I already had a good idea of the locations I wanted to shoot in, and was able to do a recce that morning with the team, checking how busy places would be, and what the lighting was like. I had three ideas I wanted to shoot; this helped keep us all on track, and making the most of the time with our Italian model, Chiara Veronese.

While it’s great to have your references, it’s just as important not to get too invested in them. Copying is bad! I might show an image to my model at the beginning of the shoot, but after that, I hide them away. What I often find is that individual elements from various sources end up being combined in my own head to create something different to anything on my actual mood board, whilst still being consistent with the original vision.

Sharing mood boards and ideas with our model Chiara to build rapport.

Gear Up

Obviously, a photographer is nothing without photographic equipment, and there’s far more freedom than you might expect when choosing what gear to use. If my client wants me to shoot tethered, the OM-D E-M1 Mark II is my go-to body, but in all other situations, my camera of choice is the PEN-F. This is purely because I prefer the look and feel of it. Additionally, the off-centre rangefinder-style viewfinder allows me to keep less of my face covered, which allows me to maintain a rapport with my model far more easily.

Image by Jay McLaughlin

When it comes to lenses, there really is no right or wrong, and over the years, I’ve favoured shooting on long lenses like the M.ZUIKO 40-150mm f/2.8 PRO and really isolating my subject, whereas now I prefer wide lenses like the M.ZUIKO 12-40mm f/2.8 PRO, M.ZUIKO 12mm f/2.0 or the amazing M.ZUIKO 25mm f/1.2 PRO. There is plenty of choice, and it can be pretty subjective.
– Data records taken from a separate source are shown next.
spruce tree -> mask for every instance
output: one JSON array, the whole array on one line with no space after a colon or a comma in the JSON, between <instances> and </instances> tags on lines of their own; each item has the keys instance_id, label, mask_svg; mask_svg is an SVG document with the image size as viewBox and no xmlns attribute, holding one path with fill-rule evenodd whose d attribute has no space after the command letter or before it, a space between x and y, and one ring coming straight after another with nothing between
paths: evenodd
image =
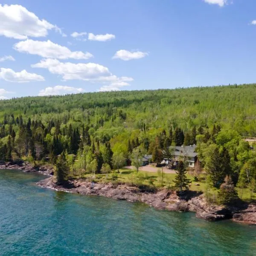
<instances>
[{"instance_id":1,"label":"spruce tree","mask_svg":"<svg viewBox=\"0 0 256 256\"><path fill-rule=\"evenodd\" d=\"M12 139L11 138L11 136L9 135L8 136L8 140L7 141L7 154L6 158L7 161L12 161Z\"/></svg>"},{"instance_id":2,"label":"spruce tree","mask_svg":"<svg viewBox=\"0 0 256 256\"><path fill-rule=\"evenodd\" d=\"M63 151L56 164L56 178L57 183L64 183L67 180L69 167L67 162L66 154Z\"/></svg>"},{"instance_id":3,"label":"spruce tree","mask_svg":"<svg viewBox=\"0 0 256 256\"><path fill-rule=\"evenodd\" d=\"M218 192L219 202L221 204L232 204L238 199L237 192L230 176L227 175L224 183Z\"/></svg>"},{"instance_id":4,"label":"spruce tree","mask_svg":"<svg viewBox=\"0 0 256 256\"><path fill-rule=\"evenodd\" d=\"M186 172L184 165L184 163L182 161L179 161L177 166L177 171L176 172L176 175L175 176L175 179L174 180L175 183L175 186L180 191L182 191L183 189L188 189L189 188L189 184L190 182L189 179L187 178L186 174Z\"/></svg>"},{"instance_id":5,"label":"spruce tree","mask_svg":"<svg viewBox=\"0 0 256 256\"><path fill-rule=\"evenodd\" d=\"M193 127L191 137L191 144L192 145L195 145L196 144L196 140L195 139L196 137L196 129L195 128L195 126Z\"/></svg>"},{"instance_id":6,"label":"spruce tree","mask_svg":"<svg viewBox=\"0 0 256 256\"><path fill-rule=\"evenodd\" d=\"M226 174L223 165L223 159L216 148L210 156L206 166L206 171L209 175L213 186L219 188L223 182Z\"/></svg>"}]
</instances>

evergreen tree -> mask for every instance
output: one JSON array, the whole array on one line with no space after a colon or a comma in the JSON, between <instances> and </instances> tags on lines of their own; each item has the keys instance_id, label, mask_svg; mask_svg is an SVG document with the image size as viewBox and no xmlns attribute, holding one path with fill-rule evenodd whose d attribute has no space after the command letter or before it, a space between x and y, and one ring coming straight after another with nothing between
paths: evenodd
<instances>
[{"instance_id":1,"label":"evergreen tree","mask_svg":"<svg viewBox=\"0 0 256 256\"><path fill-rule=\"evenodd\" d=\"M175 187L180 191L183 191L184 189L188 189L190 180L187 178L186 172L184 163L182 161L179 161L177 166L177 171L176 172L176 175L174 180Z\"/></svg>"},{"instance_id":2,"label":"evergreen tree","mask_svg":"<svg viewBox=\"0 0 256 256\"><path fill-rule=\"evenodd\" d=\"M220 203L224 205L232 204L238 199L237 192L230 176L226 176L218 192L218 197Z\"/></svg>"},{"instance_id":3,"label":"evergreen tree","mask_svg":"<svg viewBox=\"0 0 256 256\"><path fill-rule=\"evenodd\" d=\"M172 127L171 126L169 131L169 139L170 139L170 145L171 145L173 140L173 134L172 133Z\"/></svg>"},{"instance_id":4,"label":"evergreen tree","mask_svg":"<svg viewBox=\"0 0 256 256\"><path fill-rule=\"evenodd\" d=\"M128 140L128 152L131 153L132 152L132 147L130 142L130 140Z\"/></svg>"},{"instance_id":5,"label":"evergreen tree","mask_svg":"<svg viewBox=\"0 0 256 256\"><path fill-rule=\"evenodd\" d=\"M193 126L192 129L192 132L191 134L191 145L195 145L196 144L196 129L195 126Z\"/></svg>"},{"instance_id":6,"label":"evergreen tree","mask_svg":"<svg viewBox=\"0 0 256 256\"><path fill-rule=\"evenodd\" d=\"M185 134L185 137L184 138L184 146L189 146L191 145L191 138L190 137L190 134L189 132L186 132Z\"/></svg>"},{"instance_id":7,"label":"evergreen tree","mask_svg":"<svg viewBox=\"0 0 256 256\"><path fill-rule=\"evenodd\" d=\"M142 166L142 155L139 148L134 148L131 154L131 164L136 168L137 172L139 172L139 168Z\"/></svg>"},{"instance_id":8,"label":"evergreen tree","mask_svg":"<svg viewBox=\"0 0 256 256\"><path fill-rule=\"evenodd\" d=\"M6 154L6 160L7 161L12 161L12 139L11 136L8 136L8 140L7 141L7 154Z\"/></svg>"},{"instance_id":9,"label":"evergreen tree","mask_svg":"<svg viewBox=\"0 0 256 256\"><path fill-rule=\"evenodd\" d=\"M97 168L96 172L96 173L100 173L100 170L103 164L103 158L101 152L96 151L95 152L95 159L97 162Z\"/></svg>"},{"instance_id":10,"label":"evergreen tree","mask_svg":"<svg viewBox=\"0 0 256 256\"><path fill-rule=\"evenodd\" d=\"M67 162L66 154L63 151L56 164L56 178L58 183L63 183L67 180L69 167Z\"/></svg>"},{"instance_id":11,"label":"evergreen tree","mask_svg":"<svg viewBox=\"0 0 256 256\"><path fill-rule=\"evenodd\" d=\"M125 166L126 162L126 159L124 156L123 153L116 152L113 154L112 163L114 167L117 169L118 172L119 169Z\"/></svg>"},{"instance_id":12,"label":"evergreen tree","mask_svg":"<svg viewBox=\"0 0 256 256\"><path fill-rule=\"evenodd\" d=\"M162 150L156 145L154 148L152 154L152 161L155 163L157 165L159 165L163 160L163 155Z\"/></svg>"},{"instance_id":13,"label":"evergreen tree","mask_svg":"<svg viewBox=\"0 0 256 256\"><path fill-rule=\"evenodd\" d=\"M213 186L219 188L223 182L226 174L223 165L223 159L218 148L214 149L210 156L206 171L210 176Z\"/></svg>"}]
</instances>

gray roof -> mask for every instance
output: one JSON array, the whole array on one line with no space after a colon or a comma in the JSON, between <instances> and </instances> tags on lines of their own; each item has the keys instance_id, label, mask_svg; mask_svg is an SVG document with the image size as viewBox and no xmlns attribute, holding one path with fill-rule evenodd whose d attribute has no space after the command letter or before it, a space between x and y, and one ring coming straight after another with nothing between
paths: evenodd
<instances>
[{"instance_id":1,"label":"gray roof","mask_svg":"<svg viewBox=\"0 0 256 256\"><path fill-rule=\"evenodd\" d=\"M142 158L142 161L143 162L148 162L148 159L146 158L145 157Z\"/></svg>"},{"instance_id":2,"label":"gray roof","mask_svg":"<svg viewBox=\"0 0 256 256\"><path fill-rule=\"evenodd\" d=\"M195 152L196 145L191 146L171 146L170 148L174 148L174 150L172 154L175 156L183 156L189 157L195 157L198 154Z\"/></svg>"}]
</instances>

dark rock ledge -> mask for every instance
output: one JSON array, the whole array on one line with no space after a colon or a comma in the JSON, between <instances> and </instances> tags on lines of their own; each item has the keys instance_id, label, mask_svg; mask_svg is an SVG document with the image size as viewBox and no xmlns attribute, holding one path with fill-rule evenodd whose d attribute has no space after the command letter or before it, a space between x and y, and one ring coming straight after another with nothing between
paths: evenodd
<instances>
[{"instance_id":1,"label":"dark rock ledge","mask_svg":"<svg viewBox=\"0 0 256 256\"><path fill-rule=\"evenodd\" d=\"M193 212L197 218L215 221L232 219L250 224L256 224L256 204L243 203L236 207L209 206L203 195L192 193L178 195L166 189L155 192L142 192L137 187L125 185L95 183L76 180L70 181L64 186L56 183L51 177L37 183L42 187L81 195L98 195L117 200L141 202L156 209L177 212Z\"/></svg>"}]
</instances>

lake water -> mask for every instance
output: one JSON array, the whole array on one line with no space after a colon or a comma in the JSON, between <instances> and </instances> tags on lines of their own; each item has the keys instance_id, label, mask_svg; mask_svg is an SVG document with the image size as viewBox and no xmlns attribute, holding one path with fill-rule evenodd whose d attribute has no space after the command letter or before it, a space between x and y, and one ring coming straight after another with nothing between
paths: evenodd
<instances>
[{"instance_id":1,"label":"lake water","mask_svg":"<svg viewBox=\"0 0 256 256\"><path fill-rule=\"evenodd\" d=\"M256 227L43 189L0 170L1 256L256 255Z\"/></svg>"}]
</instances>

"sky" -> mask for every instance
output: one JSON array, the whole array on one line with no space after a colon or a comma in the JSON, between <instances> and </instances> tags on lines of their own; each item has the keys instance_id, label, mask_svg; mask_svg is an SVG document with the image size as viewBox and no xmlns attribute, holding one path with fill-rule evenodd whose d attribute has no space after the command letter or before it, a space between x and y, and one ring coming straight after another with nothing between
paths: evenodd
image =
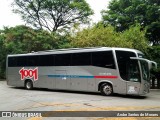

Each one gives its own unique feel and look, and it all comes down to personal preference.

On location, I always take as little gear as possible. I like to be as mobile and agile as I can, often only carrying one or two lenses max. I’m also a big proponent of Adobe Lightroom Mobile on the iPad Pro.  

Shooting from lower down gives a sense of strength and empowerment.


  • Make a mood board
  • Be organised with your model and team
  • Build a rapport with your subject
  • Stop looking at the LCD screen
  • Get lower
  • Think about your output

Image by Jay McLaughlin

Article featured in Olympus Magazine Issue 59 – to see the latest copy of this free digital magazine click here.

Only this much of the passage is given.